Tot de jaren 80 in de Verenigde Staten was de term 'telefoonbedrijf' synoniem met American Telephone & Telegraph. AT&T beheerde bijna alle aspecten van de telefonie. De regionale dochterondernemingen, bekend als "Baby Bells", waren gereguleerde monopolies met exclusieve rechten om in specifieke gebieden te opereren. De Federal Communications Commission regelde de tarieven voor langeafstandsgesprekken tussen staten, terwijl de toezichthouders de tarieven moesten goedkeuren voor lokale en interlokale langeafstandsgesprekken.

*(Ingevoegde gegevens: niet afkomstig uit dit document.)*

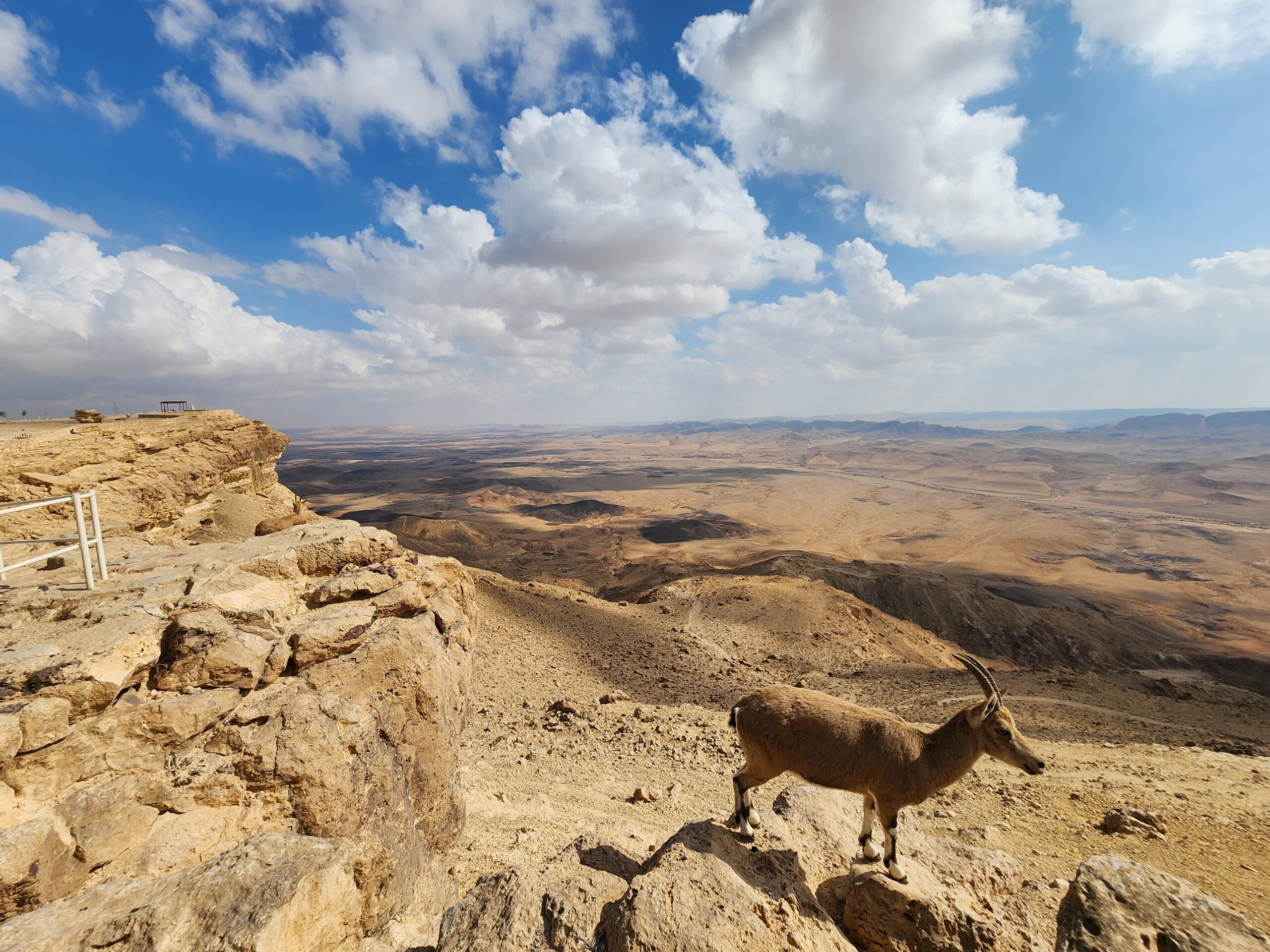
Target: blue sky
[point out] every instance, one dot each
(577, 210)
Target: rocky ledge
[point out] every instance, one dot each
(705, 890)
(250, 746)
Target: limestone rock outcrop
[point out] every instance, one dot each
(708, 890)
(275, 892)
(1117, 905)
(276, 720)
(163, 476)
(559, 905)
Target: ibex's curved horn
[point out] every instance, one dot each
(982, 674)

Regering van de overheid was gerechtvaardigd op basis van de theorie dat telefoonbedrijven, zoals elektriciteitsbedrijven, natuurlijke monopolies waren. Concurrentie, waarvan werd aangenomen dat ze meerdere draden over het platteland moest rijgen, werd als verspillend en inefficiënt beschouwd. Dat denken veranderde begin jaren zeventig, toen ingrijpende technologische ontwikkelingen snelle vooruitgang in de telecommunicatie beloofden. Onafhankelijke bedrijven beweerden dat ze inderdaad konden concurreren met AT&T. Maar ze zeiden dat het telefoonmonopolie hen effectief buitensluit door te weigeren hen in staat te stellen verbinding te maken met zijn enorme netwerk.
Deregulering van de telecommunicatie kwam in twee ingrijpende fasen. In 1984 beëindigde een rechtbank effectief het telefonische monopolie van AT&T, waardoor de reus zijn regionale dochterondernemingen moest afsplitsen. AT&T bleef een aanzienlijk deel van de langeafstandstelefoonactiviteiten houden, maar krachtige concurrenten zoals MCI Communications en Sprint Communications wonnen een deel van de activiteiten, waaruit bleek dat concurrentie tot lagere prijzen en betere service kon leiden.
Een decennium later groeide de druk om het monopolie van de Baby Bells op de lokale telefoondienst te doorbreken. Nieuwe technologieën, waaronder kabeltelevisie, mobiele (of draadloze) diensten, internet en mogelijk andere, boden alternatieven voor lokale telefoonbedrijven. Maar economen zeiden dat de enorme macht van de regionale monopolies de ontwikkeling van deze alternatieven remde. In het bijzonder, zeiden ze, zouden concurrenten geen kans hebben om te overleven tenzij ze, althans tijdelijk, verbinding konden maken met de netwerken van de gevestigde bedrijven - iets waar de Baby Bells op tal van manieren weerstand aan boden..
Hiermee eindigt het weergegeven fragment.